Between work, family, kids, and activities, life is already busy. Then we throw in a crazy 5 week period of chaos, fun, stress, and adventure, and yet, somehow we think this is the year that we aren’t going to stress and we’ll always speak kindly to our spouse or significant other.
But it’s inevitable.
At some point, you’re going to be on the brink of losing it.
So how do you manage to show kindness when you’re stressed to the max?
First off, realize that the goal is not to eliminate conflict but to effectively deal with it.
Dr. John Gottman, one of the leading psychological researchers who studies what makes couples stay married versus divorce, found that relationships with a ratio of 5 positive interactions to each negative interaction had a much better success rate than couples who only had 1 positive interaction to each negative interaction.
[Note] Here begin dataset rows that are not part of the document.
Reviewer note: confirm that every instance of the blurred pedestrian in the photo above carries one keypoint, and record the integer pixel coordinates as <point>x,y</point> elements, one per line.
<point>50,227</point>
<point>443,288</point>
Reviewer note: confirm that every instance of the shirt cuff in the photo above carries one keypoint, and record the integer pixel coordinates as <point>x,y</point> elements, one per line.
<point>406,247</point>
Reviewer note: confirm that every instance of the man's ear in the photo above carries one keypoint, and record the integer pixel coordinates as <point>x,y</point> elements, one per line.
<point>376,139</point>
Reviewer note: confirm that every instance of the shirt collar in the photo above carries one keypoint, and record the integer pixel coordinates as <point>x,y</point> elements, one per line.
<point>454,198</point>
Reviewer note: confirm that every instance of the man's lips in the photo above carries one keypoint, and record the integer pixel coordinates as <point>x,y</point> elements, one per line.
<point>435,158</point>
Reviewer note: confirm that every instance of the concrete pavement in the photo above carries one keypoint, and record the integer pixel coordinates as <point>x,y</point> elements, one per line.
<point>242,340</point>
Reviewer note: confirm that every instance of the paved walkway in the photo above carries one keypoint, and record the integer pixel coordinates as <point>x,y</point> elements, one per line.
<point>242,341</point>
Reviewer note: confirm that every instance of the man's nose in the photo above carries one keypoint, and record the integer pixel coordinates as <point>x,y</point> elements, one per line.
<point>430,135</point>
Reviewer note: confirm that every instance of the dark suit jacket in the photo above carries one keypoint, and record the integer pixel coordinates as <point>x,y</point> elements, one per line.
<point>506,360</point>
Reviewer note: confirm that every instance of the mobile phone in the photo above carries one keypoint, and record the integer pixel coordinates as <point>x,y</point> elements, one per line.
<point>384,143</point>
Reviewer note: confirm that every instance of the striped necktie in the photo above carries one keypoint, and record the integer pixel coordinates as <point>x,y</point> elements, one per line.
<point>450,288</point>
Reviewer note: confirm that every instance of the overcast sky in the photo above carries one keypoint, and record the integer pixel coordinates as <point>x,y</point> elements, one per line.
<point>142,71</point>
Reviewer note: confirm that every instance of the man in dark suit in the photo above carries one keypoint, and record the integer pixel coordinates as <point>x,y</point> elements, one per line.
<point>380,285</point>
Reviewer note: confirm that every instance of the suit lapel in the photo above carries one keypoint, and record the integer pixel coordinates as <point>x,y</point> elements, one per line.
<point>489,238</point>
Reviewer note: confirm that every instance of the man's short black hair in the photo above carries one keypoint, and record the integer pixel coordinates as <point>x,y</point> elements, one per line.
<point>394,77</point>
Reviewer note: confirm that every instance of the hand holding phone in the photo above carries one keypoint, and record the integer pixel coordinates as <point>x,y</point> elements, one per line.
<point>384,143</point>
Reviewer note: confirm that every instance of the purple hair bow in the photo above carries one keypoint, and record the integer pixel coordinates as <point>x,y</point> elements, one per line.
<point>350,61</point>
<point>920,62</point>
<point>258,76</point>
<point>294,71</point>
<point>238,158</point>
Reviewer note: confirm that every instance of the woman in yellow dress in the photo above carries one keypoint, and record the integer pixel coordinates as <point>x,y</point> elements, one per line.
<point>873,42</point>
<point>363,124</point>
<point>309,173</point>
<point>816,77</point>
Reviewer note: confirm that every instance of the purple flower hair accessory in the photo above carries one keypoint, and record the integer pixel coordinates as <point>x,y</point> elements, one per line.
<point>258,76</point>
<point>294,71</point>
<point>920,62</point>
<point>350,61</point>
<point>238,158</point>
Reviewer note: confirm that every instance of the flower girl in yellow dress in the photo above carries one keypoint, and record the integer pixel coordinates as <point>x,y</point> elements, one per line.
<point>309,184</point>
Gottman says there are four types of negative interactions: criticism, defensiveness, contempt, and stonewalling.
Criticism is when we attack a person rather than communicating how we feel about what they said or did.
Defensiveness is when we are in the midst of a tough conversation and instead of actually taking the time to listen and consider their point of view, we are focused on how we will respond and argue our point.
Contempt is when we are simply disrespectful and shows up various ways: eye rolling, sarcasm, using the word “whatever” to show that we don’t care about their feelings/opinions.
Stonewalling is when we will not engage with our partner as they attempt to communicate their feelings and we put on that blank face and tune out their words.
We all have innate tendencies in how we respond to our partner and sometimes we either don’t have the energy/desire to work on responding with kindness or perhaps it seems too difficult to change your behavior. Maybe your parents always fought a certain way and using negative reactions is your default.
We understand it isn’t easy! But it is worth it!
Your marriage, your relationship is worth the work. It’s worth choosing a kind word, giving a listening ear, taking the time to truly hear what they are saying. Simply smiling, showing that you care that they had a hard day, not expecting them to want to talk about Christmas presents just because there is a perfect gift that Must Be Purchased NOW. Give space, Be Present, Speak Softly, Have a Gentle Posture Toward the One You Love Most.
No holiday season is perfect.
But when we respond with kindness & grace to one another we end up with less stress than we began with.